Godel_unicode · on Oct 26, 2020

That's just not true, though. As with many console things, multi-tasking is totally possible but it's discoverability is terrible. Ctrl+z and `jobs` is the entry level, with tmux being the end-state reached via gnu screen. This lack of discoverability is the same problem voice assistants have only moreso; no `apropos` and no tab completion.

GUIs are for discovery, CLIs are for power via composability, voice/NLP assistants are for convenience.

lqet · on Oct 26, 2020

> That was just not possible on a console,

Was it? Even if you discard stuff like tmux as already a GUI, you can still send whatever is running at the moment to the background with CTRL-Z and typing "bg" on any modern Unix system. "jobs" will then list all your processes, and "fg <ID>" will bring it to the foreground. I am sure this functionality predates most modern GUIs.
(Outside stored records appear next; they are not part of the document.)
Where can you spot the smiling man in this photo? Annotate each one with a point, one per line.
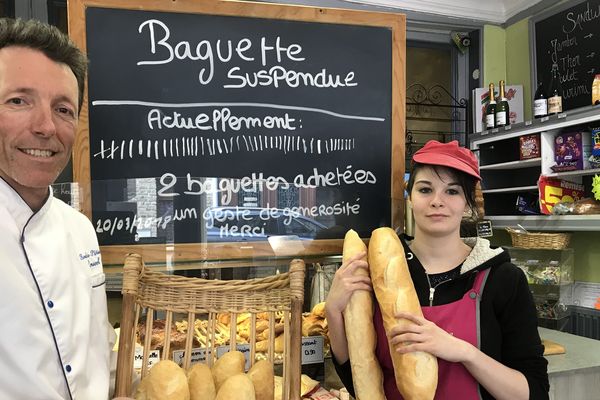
(55, 330)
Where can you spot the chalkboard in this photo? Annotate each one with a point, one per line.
(240, 127)
(571, 38)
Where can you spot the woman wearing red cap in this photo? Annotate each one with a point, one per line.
(479, 317)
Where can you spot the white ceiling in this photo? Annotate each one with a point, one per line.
(493, 11)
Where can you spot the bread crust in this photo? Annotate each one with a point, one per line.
(416, 373)
(360, 331)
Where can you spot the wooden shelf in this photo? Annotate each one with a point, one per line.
(580, 172)
(547, 222)
(569, 118)
(513, 164)
(511, 189)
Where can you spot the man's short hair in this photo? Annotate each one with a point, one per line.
(49, 40)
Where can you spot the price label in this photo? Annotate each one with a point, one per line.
(198, 355)
(138, 357)
(312, 349)
(484, 229)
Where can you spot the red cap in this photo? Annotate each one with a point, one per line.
(449, 155)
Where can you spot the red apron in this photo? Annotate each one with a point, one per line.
(461, 318)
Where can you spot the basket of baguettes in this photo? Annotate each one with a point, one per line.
(265, 314)
(416, 373)
(539, 240)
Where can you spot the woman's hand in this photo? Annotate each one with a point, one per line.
(345, 282)
(418, 334)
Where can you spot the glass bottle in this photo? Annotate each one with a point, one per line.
(540, 102)
(490, 110)
(502, 109)
(555, 92)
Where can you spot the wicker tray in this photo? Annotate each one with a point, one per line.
(150, 291)
(538, 240)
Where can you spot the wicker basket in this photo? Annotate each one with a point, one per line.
(144, 289)
(538, 240)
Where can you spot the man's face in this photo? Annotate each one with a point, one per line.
(38, 119)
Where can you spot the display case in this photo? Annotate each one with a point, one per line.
(510, 182)
(550, 276)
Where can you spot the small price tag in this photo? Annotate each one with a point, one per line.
(244, 348)
(198, 355)
(484, 229)
(312, 350)
(138, 357)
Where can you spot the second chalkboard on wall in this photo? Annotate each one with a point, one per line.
(569, 37)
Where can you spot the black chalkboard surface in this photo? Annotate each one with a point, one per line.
(571, 38)
(227, 111)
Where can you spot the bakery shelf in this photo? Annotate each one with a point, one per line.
(510, 189)
(547, 222)
(580, 172)
(566, 119)
(533, 162)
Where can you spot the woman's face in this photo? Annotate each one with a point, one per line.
(438, 202)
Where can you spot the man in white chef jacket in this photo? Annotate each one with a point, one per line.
(56, 339)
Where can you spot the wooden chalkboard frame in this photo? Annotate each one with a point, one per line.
(115, 254)
(533, 54)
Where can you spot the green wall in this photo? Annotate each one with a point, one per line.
(518, 69)
(506, 56)
(494, 55)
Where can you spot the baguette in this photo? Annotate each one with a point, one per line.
(416, 373)
(360, 332)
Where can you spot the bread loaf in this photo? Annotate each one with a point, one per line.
(229, 364)
(416, 372)
(201, 383)
(261, 375)
(165, 381)
(360, 332)
(236, 387)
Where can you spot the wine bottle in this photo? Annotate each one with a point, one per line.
(490, 110)
(502, 110)
(555, 92)
(540, 102)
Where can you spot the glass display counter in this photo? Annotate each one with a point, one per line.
(550, 276)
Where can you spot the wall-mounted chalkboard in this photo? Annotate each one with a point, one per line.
(219, 122)
(570, 37)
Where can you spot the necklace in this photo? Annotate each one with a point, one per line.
(435, 279)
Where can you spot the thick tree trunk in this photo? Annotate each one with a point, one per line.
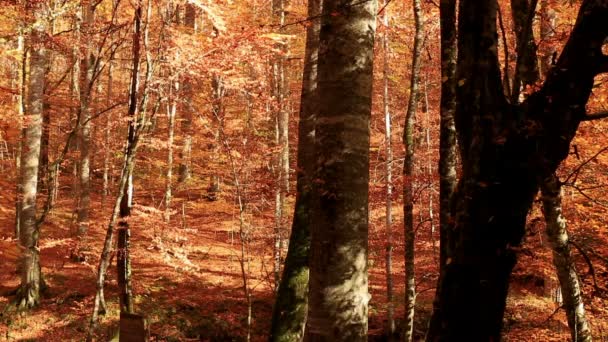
(566, 271)
(447, 140)
(338, 297)
(28, 294)
(106, 147)
(281, 168)
(505, 150)
(389, 178)
(408, 176)
(291, 305)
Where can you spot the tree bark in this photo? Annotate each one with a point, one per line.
(506, 150)
(28, 294)
(185, 154)
(548, 17)
(526, 68)
(447, 142)
(291, 305)
(566, 271)
(338, 297)
(86, 88)
(389, 177)
(408, 176)
(171, 110)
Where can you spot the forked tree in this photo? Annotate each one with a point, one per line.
(507, 151)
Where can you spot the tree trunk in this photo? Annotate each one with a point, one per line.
(281, 168)
(566, 271)
(28, 294)
(548, 17)
(447, 141)
(408, 176)
(171, 109)
(526, 68)
(21, 67)
(389, 178)
(506, 150)
(86, 88)
(185, 154)
(107, 150)
(338, 297)
(291, 305)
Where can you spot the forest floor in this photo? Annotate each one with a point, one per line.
(188, 282)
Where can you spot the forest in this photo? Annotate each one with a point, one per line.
(292, 170)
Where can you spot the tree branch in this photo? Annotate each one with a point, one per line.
(595, 116)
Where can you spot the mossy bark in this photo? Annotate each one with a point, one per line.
(291, 305)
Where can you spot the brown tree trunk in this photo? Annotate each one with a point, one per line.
(566, 271)
(86, 89)
(28, 293)
(185, 154)
(505, 150)
(408, 176)
(389, 178)
(291, 305)
(338, 297)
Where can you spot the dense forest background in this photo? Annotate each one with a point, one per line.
(200, 102)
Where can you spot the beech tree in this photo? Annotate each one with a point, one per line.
(338, 295)
(507, 150)
(290, 308)
(28, 293)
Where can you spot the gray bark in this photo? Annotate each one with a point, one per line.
(389, 178)
(338, 296)
(291, 305)
(86, 88)
(408, 173)
(566, 271)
thisisnico · on Oct 26, 2020

Aside from the usability POV, GUI provided significantly more features to the user, such as visualization of information and data. Images, Audio, Video, Multi-Media, 3D/2D Video games. You could have more information on the screen and at your fingertips at the same time. You can load many of these things from the CLI, but it's not as convenient as within a GUI.

mixmastamyk · on Oct 26, 2020

> That was just not possible on a console

You may be thinking of DOS, which yes had almost no multitasking ability available.

However there were multiple timesharing operating systems that existed before the PC and GUIs, Unix being the most famous and still around.

Multitasking is quite possible on a Linux console for example. It has 5 or more consoles, each handling different users, each being able to be split via screen/tmux. Each shell can run jobs in the background as well.

heavyset_go · on Oct 26, 2020

From my observations, people have reduced their voice assistants to objects that sometimes tell them the weather or switch their lights on and off, and sometimes do something completely unrelated when activated.